TOPEKA, Kan. — Republican Gov. Sam Brownback said Thursday that he wishes Kansas had preserved part of an income tax break he championed as a boon for small businesses and defended the now-repealed policy that critics said did not work.
Brownback cited the death of the exemption for more than 330,000 farmers and business owners as one of his regrets during his 6½ years as governor. He reflected on his tenure during a Statehouse news conference following his nomination by President Donald Trump to serve as U.S. ambassador-at-large for international religious freedom.
His departure would elevate Lt. Gov. Jeff Colyer, a fellow GOP conservative, to governor. Brownback said he doesn’t know whether he’ll wait until his ambassador’s appointment is confirmed by the U.S. Senate before resigning in Kansas.
The two-term governor saw his standing with voters and his national reputation drop as the state faced ongoing budget problems following aggressive income tax cuts backed by Brownback in 2012 and 2013. Legislators earlier this year repealed the exemption for farmers and business owners and increased income tax rates to raise $1.2 billion over the next two years, enacting the tax hike over Brownback’s veto.
Brownback said the tax exemption for farmers and business owners put Kansas at the center of a national debate over helping small businesses. He repeated his argument that had agriculture and energy production not slumped in recent years, Kansas would not have faced the serious budget problems it did.
“We’ve opened up a new policy frontier,” Brownback said. “I don’t think that’s going away in the country because the growth of small business is so critical.”
Many voters concluded last year that the tax-cutting experiment hadn’t delivered on Brownback’s promises of economic growth and ousted two dozen of his allies from the Legislature. Some lawmakers also thought the exemption — for non-wage income — was unfair because professionals such as doctors and accountants avoided income taxes while their workers had to pay it.
Brownback told reporters that his conflict with lawmakers over taxes didn’t prompt him to accept the nomination from Trump, and he said months of speculation about an appointment didn’t distract him from state duties.
In fact, he summarized his time in elective office with, “It’s just been a hoot.”

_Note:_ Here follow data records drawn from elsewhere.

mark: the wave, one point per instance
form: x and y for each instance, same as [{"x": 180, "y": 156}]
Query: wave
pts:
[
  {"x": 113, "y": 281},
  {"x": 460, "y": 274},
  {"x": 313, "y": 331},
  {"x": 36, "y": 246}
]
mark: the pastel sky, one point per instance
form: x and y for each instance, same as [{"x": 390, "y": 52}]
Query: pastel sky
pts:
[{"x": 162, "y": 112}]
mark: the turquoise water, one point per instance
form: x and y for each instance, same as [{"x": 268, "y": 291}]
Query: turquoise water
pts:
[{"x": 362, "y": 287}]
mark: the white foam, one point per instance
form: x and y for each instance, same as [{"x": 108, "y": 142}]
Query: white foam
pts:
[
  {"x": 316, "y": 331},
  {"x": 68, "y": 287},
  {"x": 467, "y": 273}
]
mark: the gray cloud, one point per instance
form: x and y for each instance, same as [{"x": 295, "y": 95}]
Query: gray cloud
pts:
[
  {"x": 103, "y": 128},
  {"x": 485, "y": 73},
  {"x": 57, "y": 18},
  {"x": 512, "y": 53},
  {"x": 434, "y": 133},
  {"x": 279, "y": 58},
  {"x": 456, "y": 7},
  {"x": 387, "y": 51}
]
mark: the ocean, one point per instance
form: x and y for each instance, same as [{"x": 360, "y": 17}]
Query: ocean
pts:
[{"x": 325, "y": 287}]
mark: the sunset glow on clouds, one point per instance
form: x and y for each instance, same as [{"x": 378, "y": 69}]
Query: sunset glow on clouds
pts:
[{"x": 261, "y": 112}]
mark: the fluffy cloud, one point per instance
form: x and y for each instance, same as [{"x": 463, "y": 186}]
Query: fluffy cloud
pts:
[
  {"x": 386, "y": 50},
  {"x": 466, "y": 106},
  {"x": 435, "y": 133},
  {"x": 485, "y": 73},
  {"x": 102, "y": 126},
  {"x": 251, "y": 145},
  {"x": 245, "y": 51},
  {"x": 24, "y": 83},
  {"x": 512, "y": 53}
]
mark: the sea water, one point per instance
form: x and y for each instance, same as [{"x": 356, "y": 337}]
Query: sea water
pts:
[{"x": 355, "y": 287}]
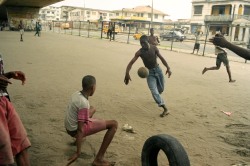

But he said he wishes now that lawmakers had capped the tax exemption for farmers and business owners so perhaps they paid taxes on income above $150,000.
“I hope it comes back in Kansas,” Brownback said of the issue.
Supporters of this year’s income tax increase believed it would help keep the budget balanced through June 2019, but it’s not clear that they can avoid another tax debate before then.
Brownback’s nomination came as the Kansas Supreme Court is reviewing a new school finance law that phases in a $293 million increase in spending on public schools over two years. The court must decide whether the boost is big enough after declaring in March that the $4 billion a year the state had been spending was inadequate.
Democrats are predicting that the court will direct lawmakers to increase aid to public schools even more and possibly even force legislators to reconvene for a special session this summer or fall — just before Brownback resigns as governor or shortly after Colyer takes over.
“That’s clearly the No. 1 issue that will be coming up,” said state Sen. Laura Kelly, a Topeka Democrat. “There’s no way that, that won’t then drag in tax issues again.”
During his news conference, Brownback, a strong abortion opponent, said he’s proud of 19 anti-abortion laws enacted during his tenure, saying Kansas is a “culture of life state” and, “We are not going back.”
He also touted the position for which he’s been nominated as important to fighting for religious freedom for people of all faiths across the globe. He noted that Congress created the job two decades ago, when he served in the U.S. Senate.
“International religious freedom is going the wrong way,” Brownback said. “There’s more persecution, not less, that’s taken place over the last 20 years.”